What This Chapter Is About
The chapter opens with warnings about the destructive power of evil passion and bad speech, then transitions to an extended treatise on friendship. Ben Sira distinguishes fair-weather friends from faithful ones, declaring that a loyal friend is a treasure beyond price. The chapter closes with a sustained appeal to pursue wisdom: submit to her yoke and her bonds, seek her like a hunter, and she will become your rest and joy.
What Makes This Chapter Remarkable
The friendship passage (vv. 5-17) is the most developed treatment of friendship in the Hebrew Bible or deuterocanonical literature, predating Cicero's De Amicitia by a generation.
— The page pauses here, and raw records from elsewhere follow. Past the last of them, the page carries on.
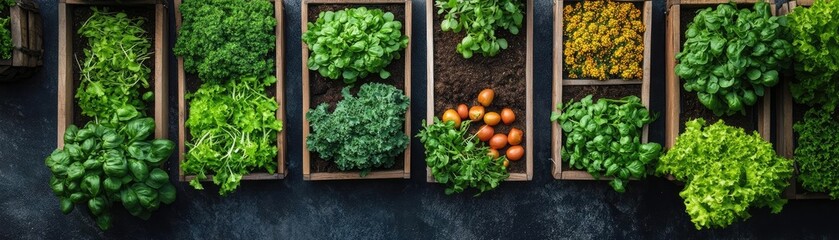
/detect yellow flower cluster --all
[563,0,645,80]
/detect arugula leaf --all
[302,7,408,84]
[675,2,792,116]
[306,83,411,176]
[788,0,839,112]
[434,0,524,59]
[656,119,793,229]
[551,95,661,193]
[417,117,510,197]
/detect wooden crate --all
[551,0,652,180]
[775,0,830,199]
[425,0,535,182]
[176,0,290,182]
[0,0,44,81]
[664,0,775,148]
[57,0,169,148]
[300,0,413,181]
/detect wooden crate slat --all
[551,0,652,180]
[300,0,414,181]
[57,3,169,148]
[425,0,535,183]
[176,0,289,182]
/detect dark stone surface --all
[0,0,839,239]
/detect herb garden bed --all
[301,0,413,180]
[0,0,44,81]
[664,0,775,148]
[551,0,652,180]
[426,0,534,182]
[174,0,288,181]
[58,0,169,148]
[775,0,830,199]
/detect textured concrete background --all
[0,0,839,239]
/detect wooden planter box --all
[664,0,775,148]
[176,0,291,182]
[0,0,44,81]
[775,0,830,199]
[300,0,414,181]
[425,0,535,182]
[551,0,652,180]
[57,0,169,148]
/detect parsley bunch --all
[174,0,277,81]
[656,119,792,229]
[306,83,411,176]
[434,0,524,58]
[182,76,283,195]
[675,2,792,116]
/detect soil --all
[71,5,157,128]
[562,84,641,171]
[679,6,761,133]
[304,4,413,173]
[429,0,532,173]
[183,2,280,173]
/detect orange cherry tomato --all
[478,88,495,107]
[484,112,501,126]
[489,133,507,149]
[506,146,524,161]
[501,108,516,125]
[478,125,495,142]
[507,128,524,146]
[457,104,469,120]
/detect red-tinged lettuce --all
[657,119,793,229]
[789,0,839,111]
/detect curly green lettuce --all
[656,119,793,229]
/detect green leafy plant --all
[174,0,277,81]
[656,119,792,229]
[793,108,839,199]
[303,7,408,84]
[181,76,283,195]
[306,83,411,176]
[551,95,661,192]
[434,0,524,58]
[45,118,176,230]
[675,2,792,116]
[789,0,839,111]
[417,117,510,196]
[76,8,153,121]
[0,0,17,59]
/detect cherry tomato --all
[478,125,495,142]
[507,128,524,146]
[501,108,516,125]
[478,88,495,107]
[443,109,460,128]
[489,133,507,149]
[469,105,484,121]
[506,146,524,161]
[457,104,469,120]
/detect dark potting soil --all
[183,1,280,173]
[679,6,761,133]
[70,5,156,128]
[303,4,413,173]
[552,84,641,171]
[428,0,532,173]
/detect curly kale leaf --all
[789,0,839,111]
[306,83,411,176]
[303,7,408,84]
[174,0,277,81]
[182,76,283,195]
[793,108,839,199]
[656,119,793,229]
[675,2,792,116]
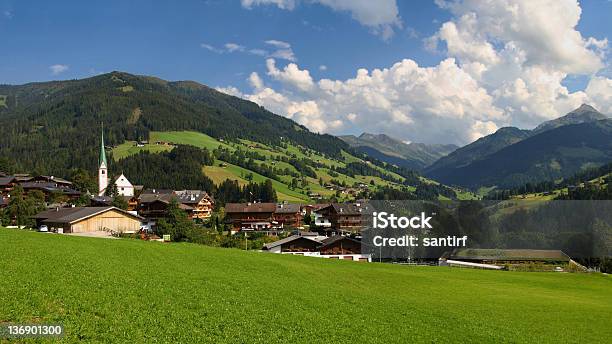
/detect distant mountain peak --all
[340,132,458,170]
[533,104,608,133]
[570,103,599,113]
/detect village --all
[0,135,382,261]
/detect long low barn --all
[34,207,143,233]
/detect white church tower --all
[98,129,108,196]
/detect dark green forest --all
[0,72,347,177]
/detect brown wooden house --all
[138,189,193,220]
[272,203,302,228]
[319,235,361,255]
[34,207,143,233]
[315,203,364,232]
[225,203,276,231]
[174,190,215,220]
[263,235,321,254]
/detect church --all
[98,130,134,197]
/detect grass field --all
[0,229,612,343]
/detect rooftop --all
[34,207,142,223]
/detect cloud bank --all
[226,0,612,144]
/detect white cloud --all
[200,43,223,54]
[437,0,603,73]
[585,76,612,116]
[249,72,264,91]
[49,64,70,75]
[249,48,268,56]
[314,0,402,40]
[225,59,505,142]
[265,39,297,62]
[224,43,244,53]
[241,0,402,40]
[240,0,295,10]
[222,0,612,144]
[266,59,314,91]
[200,40,297,62]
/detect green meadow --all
[0,229,612,343]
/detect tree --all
[157,198,195,241]
[6,186,45,227]
[70,168,98,193]
[303,214,312,226]
[106,181,119,198]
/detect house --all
[263,235,372,262]
[137,189,193,222]
[174,190,214,220]
[19,179,81,199]
[225,203,276,231]
[272,203,304,228]
[34,207,143,233]
[439,248,575,270]
[263,235,321,256]
[319,235,371,261]
[28,176,72,188]
[314,203,364,232]
[115,173,134,198]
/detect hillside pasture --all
[0,229,612,343]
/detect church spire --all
[98,124,108,166]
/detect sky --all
[0,0,612,145]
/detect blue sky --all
[0,0,612,143]
[0,0,448,86]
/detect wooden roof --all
[225,203,276,214]
[34,207,143,224]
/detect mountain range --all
[0,72,348,176]
[339,133,459,171]
[0,72,462,202]
[0,72,612,198]
[424,104,612,188]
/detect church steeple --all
[98,126,108,196]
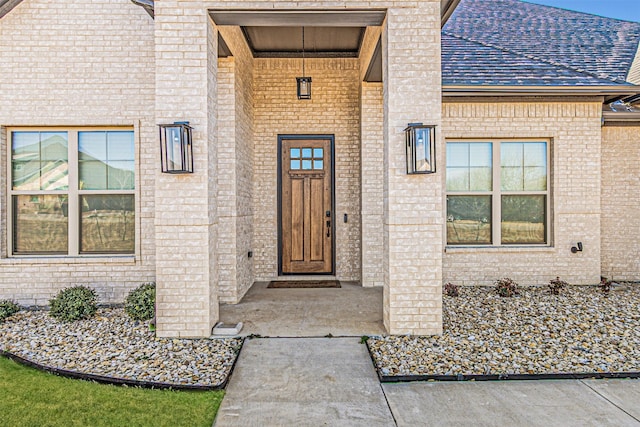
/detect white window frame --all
[6,126,140,258]
[444,138,553,248]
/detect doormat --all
[267,280,342,289]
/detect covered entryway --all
[278,135,334,274]
[155,0,443,336]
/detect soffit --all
[242,26,365,57]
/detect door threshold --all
[272,274,338,282]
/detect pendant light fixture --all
[296,27,311,99]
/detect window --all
[9,129,135,255]
[446,141,549,245]
[290,148,324,170]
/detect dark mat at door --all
[267,280,342,289]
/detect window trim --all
[444,138,553,249]
[5,125,140,259]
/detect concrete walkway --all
[214,338,394,427]
[383,379,640,427]
[214,338,640,427]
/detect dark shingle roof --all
[442,0,640,86]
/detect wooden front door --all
[280,137,334,274]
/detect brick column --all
[155,1,218,337]
[360,82,384,286]
[382,0,444,335]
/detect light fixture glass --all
[296,27,311,99]
[404,123,436,174]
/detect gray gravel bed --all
[0,308,242,386]
[368,284,640,376]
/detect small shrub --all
[49,286,98,322]
[0,299,20,322]
[600,277,613,295]
[495,277,519,298]
[444,282,460,297]
[549,277,569,295]
[124,282,156,320]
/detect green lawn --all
[0,357,224,427]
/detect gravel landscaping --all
[368,284,640,376]
[0,308,242,387]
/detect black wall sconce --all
[404,123,436,174]
[158,122,193,174]
[296,27,311,99]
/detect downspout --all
[131,0,155,18]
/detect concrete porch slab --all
[382,380,640,427]
[214,338,394,427]
[220,281,385,337]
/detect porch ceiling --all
[210,10,386,58]
[242,26,365,58]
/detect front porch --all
[220,282,385,337]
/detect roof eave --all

The closing image of wisdom's yoke (v. 25) is echoed by Jesus in Matthew 11:29-30, suggesting direct literary influence.
Translation Friction
The pragmatic advice to test friends before trusting them (vv. 7-12) has a calculating quality that sits in tension with the generous spirit commended in chapter 4. Ben Sira's realism about human nature leads him to counsel caution alongside love.
Connections
Proverbs 17:17 (a friend loves at all times); Proverbs 18:24 (a friend who sticks closer than a brother); Matthew 11:28-30 (take my yoke upon you); Cicero, De Amicitia (parallel Hellenistic friendship ethics); 1 Samuel 18-20 (David and Jonathan as paradigmatic friends).